Tour à tour devant les micros des médias présents, les manifestants ont expliqué les raisons de leur manifestation. Des touristes et autres curieux, malgré le vent violent n’ont pas hésité de faire quelques photos et de s'enquérir de la situation avant de continuer leur chemin. Cette manifestation s’est terminée à 16h 45 par des discours et la remise à la police d'un dossier de presse, rédigé par les organisateurs.

Ce document en lui même explique les raisons de la " dégradation du système sanitaire camerounais" et des « Manquements divers de la part des autorités camerounaises » Les manifestants, ont pris l’engagement de se tenir aux cotés du peuple camerounais pour réclamer leurs droits les plus élémentaires. Ils ont convenu de la prochaine étape de cette manifestation qui aura lieu incessamment.




Pour rappel, Dame, Koumateke Monique, 31 ans,conduite le samedi 12 mars 2016 à l'hôpital Laquintinie de Douala pour accoucher, arrive ayant déjà perdu connaissance. Elle n’est ni admise à l’hôpital, ni prise en charge, malgré son état critique. Finalement, un médecin vient constater son décès. Dépassé par cet abandon de la part des autorités sanitaires, l'époux de la décédée dépose le corps devant l’hôpital.

La sœur de la dame, dans le souci de sauver les enfants (des jumeaux), procède à une opération à la lame de rasoir et sort les enfants du ventre de la dame. Elle en sort, sous les cris des badauds agglutinés autour d’elle, un premier bébé. Elle le retourne entre ses mains. Il n’est plus vivant. Elle extrait du ventre, dont les intestins pendent, un second enfant. Un de ses petits pieds bouge. Elle essaie de le sauver. En vain. L’enfant finit par mourir. La scène se déroule à l’entrée de la maternité de l’hôpital Laquintinie, à Douala.

La famille de la victime, Monique Koumate, a témoigné dans la presse locale et expliqué que la femme était vivante à son arrivée aux urgences.
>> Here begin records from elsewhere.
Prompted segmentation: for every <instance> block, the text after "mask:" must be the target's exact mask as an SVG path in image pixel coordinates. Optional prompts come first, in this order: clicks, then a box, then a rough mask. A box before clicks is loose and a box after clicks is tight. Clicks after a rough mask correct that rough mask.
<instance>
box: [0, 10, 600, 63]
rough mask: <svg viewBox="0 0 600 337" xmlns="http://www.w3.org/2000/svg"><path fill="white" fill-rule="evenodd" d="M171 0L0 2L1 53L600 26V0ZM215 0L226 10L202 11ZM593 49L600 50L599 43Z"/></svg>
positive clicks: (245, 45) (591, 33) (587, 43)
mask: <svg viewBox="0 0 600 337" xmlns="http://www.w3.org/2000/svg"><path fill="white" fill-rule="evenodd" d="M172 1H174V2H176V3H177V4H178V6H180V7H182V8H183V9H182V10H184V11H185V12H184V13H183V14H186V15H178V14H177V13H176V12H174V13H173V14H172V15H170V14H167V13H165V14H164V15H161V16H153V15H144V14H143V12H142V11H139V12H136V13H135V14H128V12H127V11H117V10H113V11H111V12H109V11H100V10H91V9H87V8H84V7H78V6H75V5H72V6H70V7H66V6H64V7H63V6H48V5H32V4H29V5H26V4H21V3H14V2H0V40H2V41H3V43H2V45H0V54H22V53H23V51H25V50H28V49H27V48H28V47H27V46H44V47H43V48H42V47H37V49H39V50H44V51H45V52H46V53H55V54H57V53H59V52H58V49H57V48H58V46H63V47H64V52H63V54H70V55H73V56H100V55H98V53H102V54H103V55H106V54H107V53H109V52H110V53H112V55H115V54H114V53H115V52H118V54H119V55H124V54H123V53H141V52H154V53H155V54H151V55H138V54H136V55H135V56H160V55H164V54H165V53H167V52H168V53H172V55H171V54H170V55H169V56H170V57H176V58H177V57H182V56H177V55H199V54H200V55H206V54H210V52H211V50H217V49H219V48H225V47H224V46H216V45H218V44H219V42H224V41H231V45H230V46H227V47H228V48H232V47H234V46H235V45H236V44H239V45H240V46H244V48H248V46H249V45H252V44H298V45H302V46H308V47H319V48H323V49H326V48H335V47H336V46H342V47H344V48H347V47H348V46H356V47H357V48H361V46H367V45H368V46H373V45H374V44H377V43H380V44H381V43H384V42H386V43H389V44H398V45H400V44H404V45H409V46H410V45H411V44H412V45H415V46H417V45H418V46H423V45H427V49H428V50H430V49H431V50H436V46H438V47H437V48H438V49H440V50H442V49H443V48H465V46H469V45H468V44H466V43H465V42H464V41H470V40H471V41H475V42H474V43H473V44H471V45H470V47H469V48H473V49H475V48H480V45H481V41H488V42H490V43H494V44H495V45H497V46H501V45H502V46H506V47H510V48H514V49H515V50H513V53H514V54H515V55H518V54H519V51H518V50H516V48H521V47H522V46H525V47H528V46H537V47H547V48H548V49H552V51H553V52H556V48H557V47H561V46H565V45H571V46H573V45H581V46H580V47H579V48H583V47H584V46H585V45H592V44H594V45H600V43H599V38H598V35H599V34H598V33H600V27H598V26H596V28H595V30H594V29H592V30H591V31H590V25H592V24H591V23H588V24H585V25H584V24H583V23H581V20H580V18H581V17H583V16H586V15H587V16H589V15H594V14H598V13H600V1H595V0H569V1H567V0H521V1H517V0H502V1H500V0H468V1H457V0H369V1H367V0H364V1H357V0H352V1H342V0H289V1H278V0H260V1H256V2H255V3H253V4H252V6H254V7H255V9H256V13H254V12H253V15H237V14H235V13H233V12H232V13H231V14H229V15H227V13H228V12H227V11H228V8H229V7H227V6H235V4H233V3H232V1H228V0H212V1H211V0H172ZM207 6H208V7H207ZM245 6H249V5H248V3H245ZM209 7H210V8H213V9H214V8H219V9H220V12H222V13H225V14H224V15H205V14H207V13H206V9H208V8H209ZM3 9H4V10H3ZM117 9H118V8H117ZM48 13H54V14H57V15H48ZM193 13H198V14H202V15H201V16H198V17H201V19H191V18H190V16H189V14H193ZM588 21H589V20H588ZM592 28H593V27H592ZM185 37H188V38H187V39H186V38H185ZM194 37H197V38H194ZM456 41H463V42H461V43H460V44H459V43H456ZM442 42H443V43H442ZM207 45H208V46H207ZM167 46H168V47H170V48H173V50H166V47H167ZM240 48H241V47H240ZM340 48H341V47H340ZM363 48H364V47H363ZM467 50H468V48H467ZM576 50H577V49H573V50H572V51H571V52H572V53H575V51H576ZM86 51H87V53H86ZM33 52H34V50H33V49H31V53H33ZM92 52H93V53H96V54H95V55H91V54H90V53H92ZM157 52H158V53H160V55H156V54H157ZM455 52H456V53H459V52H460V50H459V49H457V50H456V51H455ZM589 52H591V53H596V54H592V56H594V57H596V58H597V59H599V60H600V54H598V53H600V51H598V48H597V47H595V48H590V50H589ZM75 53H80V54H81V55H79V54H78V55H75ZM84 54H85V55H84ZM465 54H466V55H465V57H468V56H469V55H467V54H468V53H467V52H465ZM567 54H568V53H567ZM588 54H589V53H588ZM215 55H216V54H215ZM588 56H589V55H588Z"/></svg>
Celle-ci n’aurait pas été prise en charge, faute de pouvoir payer la totalité des frais d’hospitalisation. La famille dit avoir supplié le personnel médical, en vain. Mais la version des autorités diffère : pour le ministre de la Santé, la femme enceinte était déjà morte à son arrivée à l’hôpital.

Depuis lors, des manifestations s'organisent à travers le Cameroun et même l'étranger pour condamner ces manquements de la part des autorités camerounaises.